Alexander Heuser, Schlagzeuger vom Möhnesee, zeigte den Senioren, wie man trommeln kann. © Bunte, Klaus

Das Lambertushaus bebt. Kein Wunder, wenn gut 20 Personen im Rhythmus trommeln zur Musik der CD, die im Player rotiert. Eine Stimmung wie im ZDF-Fernsehgarten, nur statt in die eigenen Hände schlagen alle auf afrikanische Trommeln zu volkstümlicher Musik der „Jungen Klostertaler“, die aber auch fast 30 Jahre nach der Aufnahme des Lieds noch immer nicht das Alter erreicht haben derer, die sie in diesem Moment noch einmal damit begeistern. Denn das Durchschnittsalter der Trommelgruppe ist 87, die Altersspanne reicht von 71 bis 94.

Bremen - Viele von ihnen halten zum ersten Mal eine Trommel in der Hand, für Maria Schulte aus Höingen ist es der erste Kontakt mit einem Musikinstrument überhaupt: „Manchmal bin ich aus dem Takt gekommen“, sagt sie breit strahlend, „aber ich habe mich bemüht und es war sehr schön. Ich habe noch mal was gelernt. Wenn es dieses Angebot hier täglich gäbe, ich würde mitmachen.“ Anneliese Risse meint gar: „Das hat uns wieder jung gemacht. Am liebsten hätte man dazu noch getanzt. Ach, war das schön, das war mal was anderes, nicht so Alltägliches. Denn Singen können wir ja alle.“

Das erste Mal an einer Trommel

Für Helga Schickhoff war es zwar das erste Mal an einer Trommel, aber sie hatte kein Problem, den Takt zu halten. „Ich spiele Bass, Gitarre und Blockflöte in drei Orchestern“, meint sie – in der Tat war sie sogar Teil der Oldieband Arnsberg, die hier vor den Senioren auftrat beim neunten Bremer Urlaub ohne Koffer, für den die Enser Caritas wieder ein abwechslungsreiches, einwöchiges Programm gestrickt hat. „77 verschiedene Personen haben wir in den neun Jahren damit erreicht“, erklärt Paul Sörries, Vorsitzender der Caritaskonferenz Ense, „unser Ziel ist es, jedes Mal zur Hälfte neue Teilnehmer zu haben.“

Dieser Tag ist jedoch der, an dem die Teilnehmer selbst gefordert sind. Sie hören nicht zur zu, wie bei den Auftritten der Oldieband und eines Dudelsackspielers oder beim Besuch des heimischen Landtagsabgeordneten Heiner Frieling, der ihnen munter von einer seiner größten Herausforderungen erzählte: davon, als Sieveringer heil und rechtzeitig mit der Bahn nach Düsseldorf zu kommen. Und auch tags zuvor bei der Planwagenfahrt durch jene Regionen, die die Senioren normalerweise zu Fuß schlecht erreichen, hielten sie natürlich auch nicht die Zügel in der Hand, das übernahm Paul Sörries persönlich. Aktiv werden sie dagegen auch bei sportlichen Angeboten oder beim Basteln.

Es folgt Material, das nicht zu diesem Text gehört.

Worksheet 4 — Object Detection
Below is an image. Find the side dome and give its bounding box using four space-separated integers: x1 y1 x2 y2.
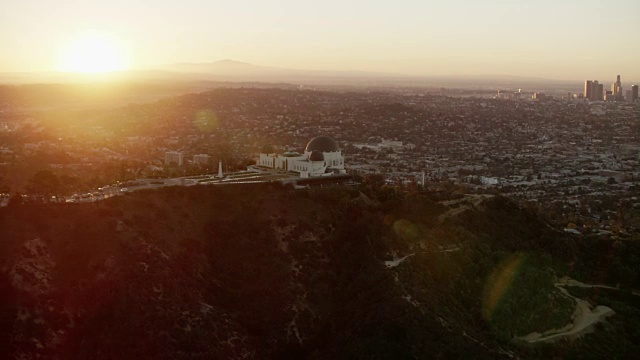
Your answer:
262 144 276 154
304 136 340 152
309 150 324 161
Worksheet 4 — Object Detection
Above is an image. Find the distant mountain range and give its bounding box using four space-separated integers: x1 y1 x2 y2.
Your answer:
0 59 600 90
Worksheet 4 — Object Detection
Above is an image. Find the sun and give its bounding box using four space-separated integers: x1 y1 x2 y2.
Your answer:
59 32 129 73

Angeleitet werden sie beim Trommeln von Alexander Heuser. Der Profi-Schlagzeuger vom Möhnesee ist in der Region eher für vergleichbare Aktionen in Kindergärten und Schulen bekannt: „Vom Inhalt her ist das aber durchaus ähnlich. Ob ich nun vor Kindern stehe, vor Erwachsenen oder Senioren: Man leitet sie ja an, auf den Instrumenten zu spielen, und darin, dass sie gleichmäßig spielen und sich aufeinander einstellen, und ein Lied begleiten. Bei den Kindern nehme ich dazu aktuelle Musik aus den Charts, bei den Senioren ist auch mal ein Wiener Walzer dabei, ein Tango oder Shanty.“

„Gefällt es ihnen überhaupt?“

Natürlich ist den Senioren gegenüber auch ein etwas anderer Ton angesagt: „Mit den Kindern kann man mehr herum scherzen, bei den Senioren ist man seriöser und siezt, stellt sich anders dar. Kinder zu bespaßen ist leichter, die sind lockerer und schneller zu begeistern, denen gefällt das immer. Bei Senioren muss ich erst schauen, ob denen das überhaupt gefällt – das ist immer ein kleines Experiment. Und ich muss eventuelle körperliche Einschränkungen berücksichtigen. Wenn sie zum Beispiel mit den Händen nicht mehr trommeln können, dann ist es ja vielleicht möglich, eine Rassel zu nehmen. Und wir singen ja auch.“

Bleibt vielleicht noch die Binsenweisheit von den alten Hunden, die keine neuen Tricks mehr lernen. Heuser: „Nicht unbedingt, denn viele bringen lange Erfahrung durch Chöre oder eigene Musik mit. Die kommen schnell rein.“

Das Trommeln sei besonders gut dazu geeignet, Konzentration, Motorik, Beweglichkeit und das Gemeinschaftsgefühl zu fördern, erzählt Heuser: „Und weil sofort jeder einsteigen kann, mit oder ohne Erfahrung. Das geht mit anderen Instrumentengruppen nicht. Ich kann da ja keine Gitarren oder Keyboards dahinstellen.“

Maria Schultes Vorschlag eines regelmäßigen Angebots, um das Trommeln zu pauken, ist Heuser nicht abgeneigt: „Bei Interesse kann man natürlich darüber nachdenken, ob man einen ganzen Kurs anbietet, ob man eine ganze Gruppe zusammenstellt und für eine oder zwei Stunden alle ein bis zwei Wochen übt. Die Anschaffung einer eigenen Trommel ist auch nicht so teuer, gerade auf dem Gebrauchtmarkt reden wir von 50 bis 60 für eine Trommel. Dann könnten wir auch richtig was einüben.“

So gesehen fiele der Eigenanteil der Senioren vielleicht höher aus, denn der Urlaub ohne Koffer ist stark subventioniert. Das Team der Caritas bewirtet die Senioren zwar ehrenamtlich, holt sie mit dem privaten Pkw oder dem Ense-Mobil ab, ist mit allen per Du, und die drei oder vier Torten am Tag sind Spenden aus der Dorfbevölkerung.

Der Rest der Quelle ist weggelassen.